This trial is studying the side effects and best dose of ixabepilone when given together
with pegylated liposomal doxorubicin hydrochloride and to see how well they work in treating
women with advanced ovarian epithelial, primary peritoneal cavity, or fallopian tube cancer
or metastatic breast cancer. Drugs used in chemotherapy, such as ixabepilone and pegylated
liposomal doxorubicin hydrochloride, work in different ways to stop the growth of tumor
cells, either by killing the cells or by stopping them from dividing. Giving more than one
drug (combination chemotherapy) may kill more tumor cells.

PRIMARY OBJECTIVES:

I. To determine the maximum tolerated dose and recommended phase II dose of ixabepilone when
combined with pegylated doxorubicin hydrochloride (HCl) liposome (pegylated liposomal
doxorubicin hydrochloride) in women with previously treated advanced ovarian epithelial,
primary peritoneal cavity, or fallopian tube cancer or metastatic breast cancer.

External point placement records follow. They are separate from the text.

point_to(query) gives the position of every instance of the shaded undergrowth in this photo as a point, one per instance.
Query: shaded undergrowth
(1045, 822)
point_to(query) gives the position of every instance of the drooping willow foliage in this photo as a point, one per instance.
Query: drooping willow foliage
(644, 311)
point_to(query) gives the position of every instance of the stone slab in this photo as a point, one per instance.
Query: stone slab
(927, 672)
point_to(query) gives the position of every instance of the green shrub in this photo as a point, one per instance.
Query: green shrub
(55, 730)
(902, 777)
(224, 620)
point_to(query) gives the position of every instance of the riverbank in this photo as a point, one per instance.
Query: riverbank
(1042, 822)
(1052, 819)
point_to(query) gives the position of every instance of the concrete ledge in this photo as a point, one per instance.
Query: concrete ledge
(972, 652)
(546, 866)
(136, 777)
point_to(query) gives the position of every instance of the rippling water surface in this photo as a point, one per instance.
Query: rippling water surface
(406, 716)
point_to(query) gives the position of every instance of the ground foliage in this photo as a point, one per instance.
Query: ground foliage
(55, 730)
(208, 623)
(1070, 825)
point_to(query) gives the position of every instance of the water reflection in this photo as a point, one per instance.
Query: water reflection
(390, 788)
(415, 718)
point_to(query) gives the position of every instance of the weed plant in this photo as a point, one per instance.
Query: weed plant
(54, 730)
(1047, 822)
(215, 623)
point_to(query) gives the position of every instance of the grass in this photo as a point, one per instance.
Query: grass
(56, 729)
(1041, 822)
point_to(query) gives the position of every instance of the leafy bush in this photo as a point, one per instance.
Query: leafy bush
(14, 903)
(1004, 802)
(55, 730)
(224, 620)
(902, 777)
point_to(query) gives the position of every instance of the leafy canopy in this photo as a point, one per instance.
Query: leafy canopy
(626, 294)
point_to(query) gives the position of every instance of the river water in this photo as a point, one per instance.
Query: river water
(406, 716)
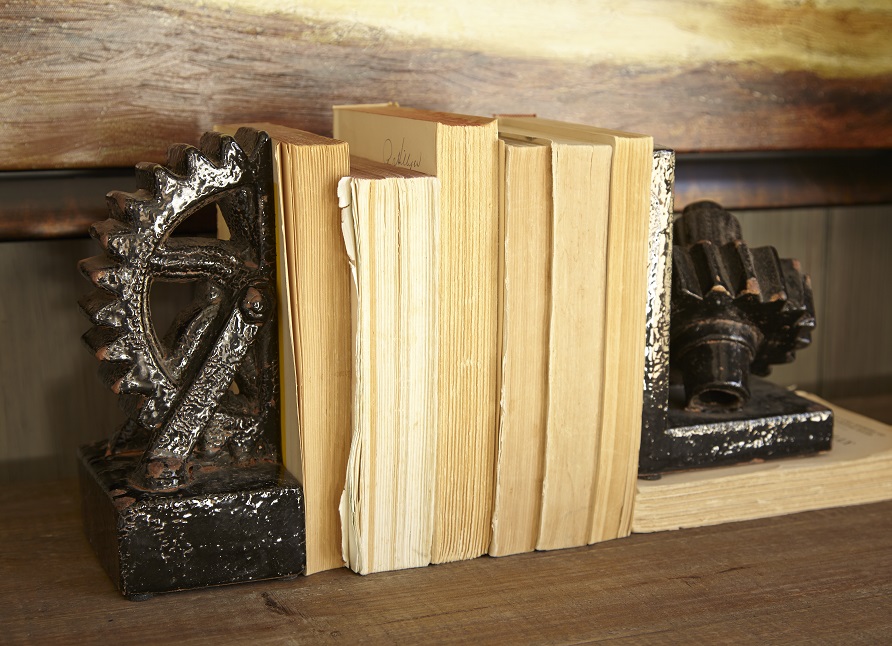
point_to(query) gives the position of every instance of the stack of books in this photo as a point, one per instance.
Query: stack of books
(474, 326)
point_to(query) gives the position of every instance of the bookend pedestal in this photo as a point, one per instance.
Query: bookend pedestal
(190, 491)
(734, 311)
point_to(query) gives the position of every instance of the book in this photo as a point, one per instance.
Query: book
(525, 216)
(390, 220)
(613, 420)
(314, 329)
(858, 470)
(578, 198)
(462, 151)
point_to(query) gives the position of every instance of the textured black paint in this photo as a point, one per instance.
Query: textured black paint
(189, 492)
(735, 311)
(230, 525)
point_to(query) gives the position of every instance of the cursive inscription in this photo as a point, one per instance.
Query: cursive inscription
(402, 157)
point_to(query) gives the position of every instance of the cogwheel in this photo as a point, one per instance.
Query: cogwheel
(735, 309)
(170, 386)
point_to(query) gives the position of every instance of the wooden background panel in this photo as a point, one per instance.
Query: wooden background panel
(819, 577)
(800, 234)
(97, 83)
(857, 357)
(51, 399)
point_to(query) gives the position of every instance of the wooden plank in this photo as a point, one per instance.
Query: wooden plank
(94, 83)
(821, 575)
(783, 180)
(51, 399)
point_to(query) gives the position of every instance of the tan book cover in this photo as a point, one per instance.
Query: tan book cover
(857, 470)
(462, 152)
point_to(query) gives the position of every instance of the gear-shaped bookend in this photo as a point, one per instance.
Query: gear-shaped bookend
(735, 311)
(190, 491)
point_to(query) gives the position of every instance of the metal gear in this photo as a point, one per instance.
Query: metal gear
(206, 392)
(735, 309)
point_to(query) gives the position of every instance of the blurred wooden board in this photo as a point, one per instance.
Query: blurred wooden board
(820, 576)
(92, 83)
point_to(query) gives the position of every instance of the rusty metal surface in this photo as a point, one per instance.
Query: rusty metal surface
(734, 311)
(659, 283)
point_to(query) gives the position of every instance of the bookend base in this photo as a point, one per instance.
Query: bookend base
(774, 423)
(231, 525)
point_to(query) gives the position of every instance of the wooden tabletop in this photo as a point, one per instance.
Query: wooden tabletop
(824, 576)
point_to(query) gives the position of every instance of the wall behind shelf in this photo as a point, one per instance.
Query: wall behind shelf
(51, 399)
(109, 83)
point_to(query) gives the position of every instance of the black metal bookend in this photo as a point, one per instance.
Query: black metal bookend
(190, 491)
(735, 311)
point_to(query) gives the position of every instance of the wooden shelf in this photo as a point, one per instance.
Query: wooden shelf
(63, 204)
(822, 574)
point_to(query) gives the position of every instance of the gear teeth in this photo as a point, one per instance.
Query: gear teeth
(103, 308)
(684, 276)
(176, 159)
(771, 276)
(106, 274)
(156, 179)
(115, 237)
(134, 381)
(251, 141)
(715, 284)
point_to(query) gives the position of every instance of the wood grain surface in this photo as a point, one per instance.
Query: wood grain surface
(94, 83)
(816, 577)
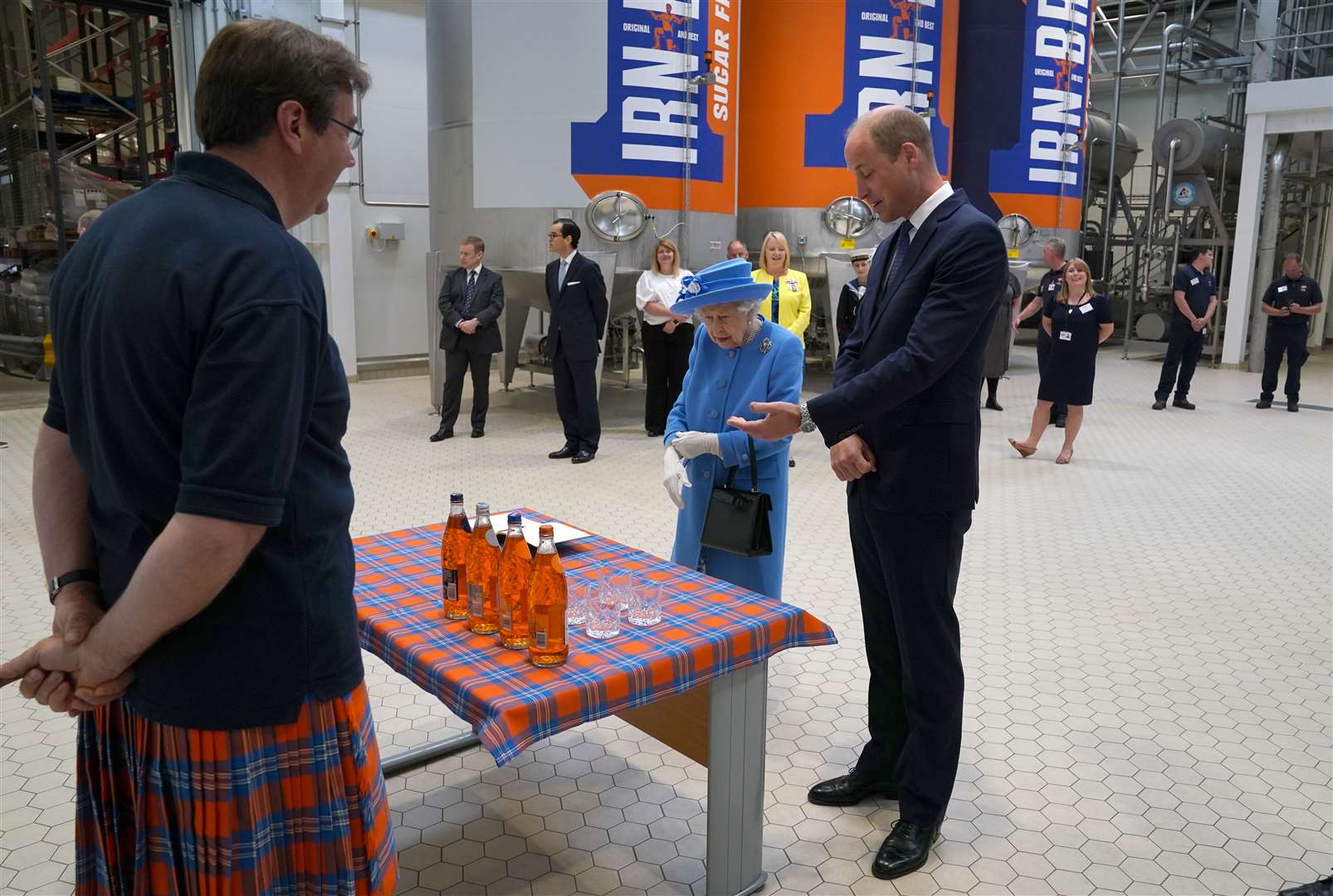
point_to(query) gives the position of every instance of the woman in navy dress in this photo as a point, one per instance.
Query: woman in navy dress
(1077, 323)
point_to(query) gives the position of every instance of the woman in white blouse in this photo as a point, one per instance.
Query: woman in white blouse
(666, 338)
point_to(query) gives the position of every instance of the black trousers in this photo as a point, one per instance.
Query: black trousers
(1291, 340)
(906, 570)
(1183, 351)
(1042, 353)
(576, 402)
(457, 363)
(666, 362)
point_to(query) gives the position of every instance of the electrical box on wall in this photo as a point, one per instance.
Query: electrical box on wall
(387, 231)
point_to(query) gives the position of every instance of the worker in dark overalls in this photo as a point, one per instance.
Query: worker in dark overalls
(1289, 303)
(1194, 303)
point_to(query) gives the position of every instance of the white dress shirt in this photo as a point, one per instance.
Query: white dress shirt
(657, 287)
(925, 208)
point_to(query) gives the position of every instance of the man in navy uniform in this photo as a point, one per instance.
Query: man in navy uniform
(1194, 296)
(1289, 302)
(903, 423)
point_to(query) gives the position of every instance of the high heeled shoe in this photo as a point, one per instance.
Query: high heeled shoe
(1023, 450)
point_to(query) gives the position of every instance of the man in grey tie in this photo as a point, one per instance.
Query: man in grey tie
(579, 307)
(471, 302)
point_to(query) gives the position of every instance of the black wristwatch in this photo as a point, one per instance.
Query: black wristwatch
(68, 579)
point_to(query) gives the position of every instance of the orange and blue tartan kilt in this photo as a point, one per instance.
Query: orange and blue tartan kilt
(294, 808)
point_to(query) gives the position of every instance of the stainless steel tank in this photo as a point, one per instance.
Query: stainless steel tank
(517, 139)
(1201, 149)
(1097, 139)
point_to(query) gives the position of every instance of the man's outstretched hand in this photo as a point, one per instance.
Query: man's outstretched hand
(781, 419)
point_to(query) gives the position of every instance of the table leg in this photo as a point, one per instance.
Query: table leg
(736, 748)
(422, 755)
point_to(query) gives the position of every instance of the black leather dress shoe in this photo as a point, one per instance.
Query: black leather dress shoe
(849, 790)
(906, 850)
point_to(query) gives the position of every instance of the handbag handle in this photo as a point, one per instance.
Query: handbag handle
(730, 471)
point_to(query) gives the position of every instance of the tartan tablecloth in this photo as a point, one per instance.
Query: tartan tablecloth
(710, 628)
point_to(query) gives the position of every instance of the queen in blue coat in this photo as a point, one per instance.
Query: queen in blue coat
(737, 358)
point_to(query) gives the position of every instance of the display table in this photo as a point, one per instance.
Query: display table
(697, 680)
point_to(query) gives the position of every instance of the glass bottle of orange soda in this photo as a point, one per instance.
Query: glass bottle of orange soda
(515, 571)
(547, 601)
(483, 573)
(453, 556)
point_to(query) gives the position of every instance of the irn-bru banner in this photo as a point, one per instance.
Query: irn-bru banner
(640, 144)
(1020, 144)
(811, 68)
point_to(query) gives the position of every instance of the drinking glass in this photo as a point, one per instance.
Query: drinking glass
(603, 612)
(576, 604)
(623, 588)
(646, 603)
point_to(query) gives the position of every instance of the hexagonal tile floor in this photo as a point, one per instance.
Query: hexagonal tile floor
(1145, 636)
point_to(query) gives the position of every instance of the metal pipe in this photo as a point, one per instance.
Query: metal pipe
(1115, 139)
(57, 207)
(1309, 195)
(360, 149)
(1170, 176)
(1220, 261)
(1268, 237)
(138, 92)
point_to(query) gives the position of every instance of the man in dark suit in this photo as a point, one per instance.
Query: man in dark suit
(904, 426)
(471, 300)
(579, 311)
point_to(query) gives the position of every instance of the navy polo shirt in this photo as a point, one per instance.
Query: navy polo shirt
(1199, 288)
(195, 373)
(1049, 291)
(1284, 291)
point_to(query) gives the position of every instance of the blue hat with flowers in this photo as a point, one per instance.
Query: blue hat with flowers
(723, 283)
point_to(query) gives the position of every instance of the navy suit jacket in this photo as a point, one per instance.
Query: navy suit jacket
(579, 311)
(908, 379)
(486, 304)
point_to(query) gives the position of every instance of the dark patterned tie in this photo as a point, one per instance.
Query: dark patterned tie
(900, 252)
(872, 300)
(470, 295)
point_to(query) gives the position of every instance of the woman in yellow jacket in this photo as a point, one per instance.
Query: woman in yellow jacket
(789, 288)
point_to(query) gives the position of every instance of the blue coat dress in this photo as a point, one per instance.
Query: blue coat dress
(721, 383)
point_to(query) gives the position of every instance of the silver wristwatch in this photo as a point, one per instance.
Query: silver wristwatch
(807, 424)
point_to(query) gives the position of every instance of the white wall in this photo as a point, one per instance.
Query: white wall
(391, 285)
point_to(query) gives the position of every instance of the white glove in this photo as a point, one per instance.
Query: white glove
(692, 444)
(675, 478)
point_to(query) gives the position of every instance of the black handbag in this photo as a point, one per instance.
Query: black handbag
(737, 519)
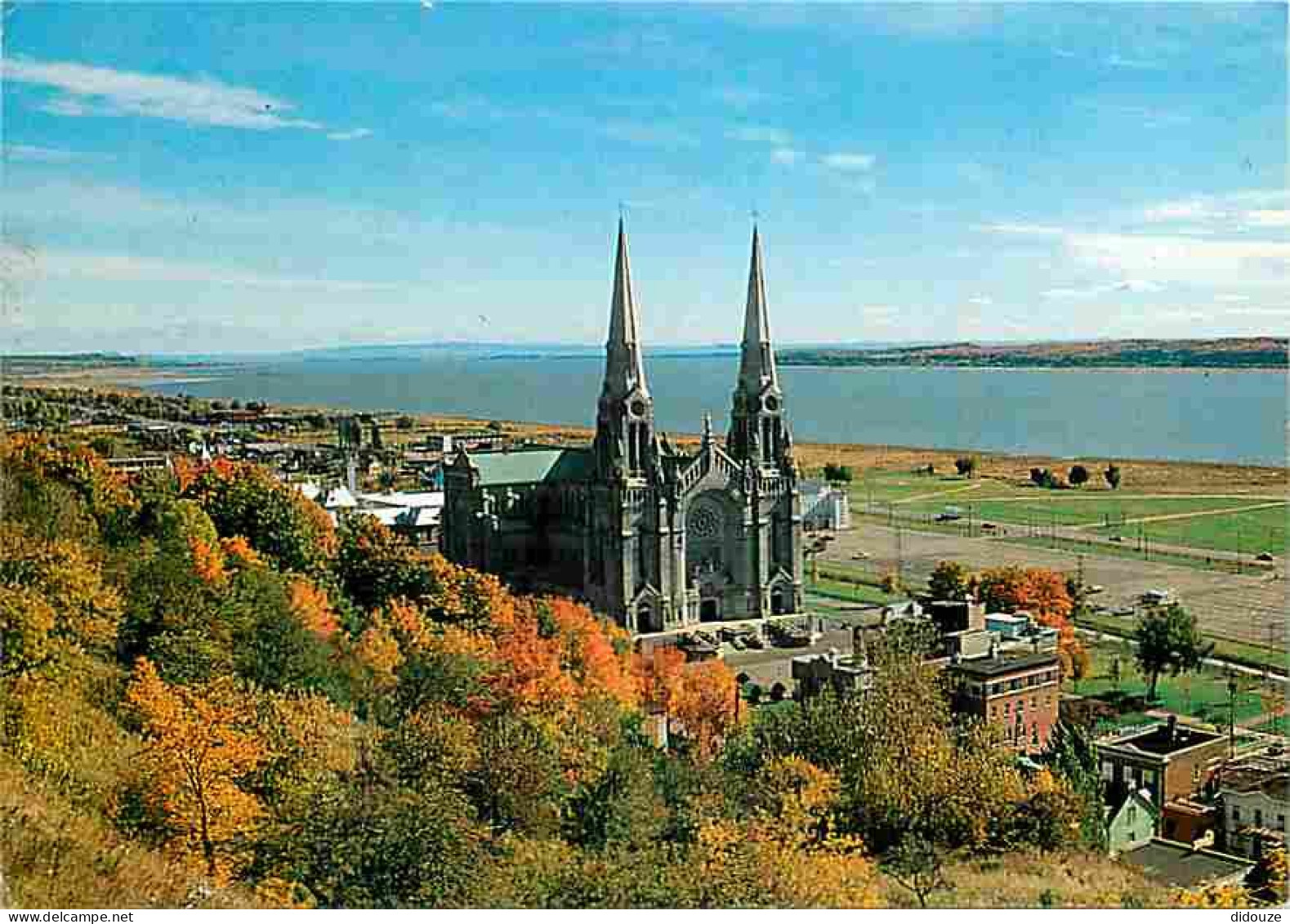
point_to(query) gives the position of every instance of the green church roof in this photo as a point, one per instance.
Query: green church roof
(530, 466)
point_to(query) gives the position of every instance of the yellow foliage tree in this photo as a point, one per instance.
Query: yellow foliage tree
(199, 743)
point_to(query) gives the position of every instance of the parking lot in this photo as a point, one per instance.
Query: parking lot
(1249, 608)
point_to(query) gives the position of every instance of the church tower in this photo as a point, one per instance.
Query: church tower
(625, 414)
(623, 556)
(759, 432)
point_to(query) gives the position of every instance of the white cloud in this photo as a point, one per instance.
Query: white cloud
(759, 135)
(849, 162)
(1129, 285)
(1227, 213)
(1022, 230)
(42, 155)
(354, 135)
(125, 269)
(87, 91)
(1209, 260)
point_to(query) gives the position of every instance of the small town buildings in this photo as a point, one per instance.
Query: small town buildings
(1170, 761)
(824, 506)
(844, 674)
(1254, 804)
(1185, 866)
(1133, 823)
(1014, 690)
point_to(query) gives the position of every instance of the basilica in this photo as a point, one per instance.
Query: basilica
(654, 537)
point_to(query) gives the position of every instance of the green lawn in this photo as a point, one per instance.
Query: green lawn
(1252, 531)
(1225, 649)
(1074, 507)
(1201, 694)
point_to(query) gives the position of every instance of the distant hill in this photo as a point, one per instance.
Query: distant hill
(1236, 353)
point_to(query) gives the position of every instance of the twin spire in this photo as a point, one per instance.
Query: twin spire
(625, 369)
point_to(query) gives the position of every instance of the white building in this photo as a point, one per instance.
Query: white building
(824, 506)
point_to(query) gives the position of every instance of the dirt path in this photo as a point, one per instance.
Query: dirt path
(940, 493)
(1161, 518)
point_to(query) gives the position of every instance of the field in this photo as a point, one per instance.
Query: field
(1201, 694)
(1248, 609)
(1239, 521)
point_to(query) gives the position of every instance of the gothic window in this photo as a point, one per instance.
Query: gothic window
(704, 524)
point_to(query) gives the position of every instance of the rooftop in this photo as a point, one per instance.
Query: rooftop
(532, 466)
(1249, 779)
(1005, 663)
(1181, 866)
(1167, 739)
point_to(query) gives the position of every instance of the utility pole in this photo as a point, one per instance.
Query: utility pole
(1231, 712)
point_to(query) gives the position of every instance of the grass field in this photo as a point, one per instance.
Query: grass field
(1225, 649)
(1203, 524)
(1250, 531)
(1201, 694)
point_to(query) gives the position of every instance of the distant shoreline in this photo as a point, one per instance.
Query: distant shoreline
(138, 380)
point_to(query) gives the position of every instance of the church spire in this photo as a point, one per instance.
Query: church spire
(757, 358)
(625, 414)
(625, 371)
(757, 426)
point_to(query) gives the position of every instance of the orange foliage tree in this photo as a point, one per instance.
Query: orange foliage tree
(1042, 594)
(703, 697)
(276, 520)
(55, 595)
(199, 743)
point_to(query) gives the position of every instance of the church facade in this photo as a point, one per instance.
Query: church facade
(653, 537)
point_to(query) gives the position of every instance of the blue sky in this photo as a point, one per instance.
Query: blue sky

II. To determine the safety profile of this regimen in these patients. III. To determine the
clinical efficacy of this regimen in patients with platinum- and taxane-resistant advanced
ovarian epithelial, primary peritoneal cavity, or fallopian tube cancer.

OUTLINE: This is a phase I, multicenter, open-label, dose-escalation study of ixabepilone
followed by a phase II study.

Patients receive ixabepilone intravenously (IV) over 3 hours and pegylated liposomal
doxorubicin hydrochloride IV over 30-60 minutes on day 1. Courses repeat every 21-28 days in
the absence of disease progression or unacceptable toxicity.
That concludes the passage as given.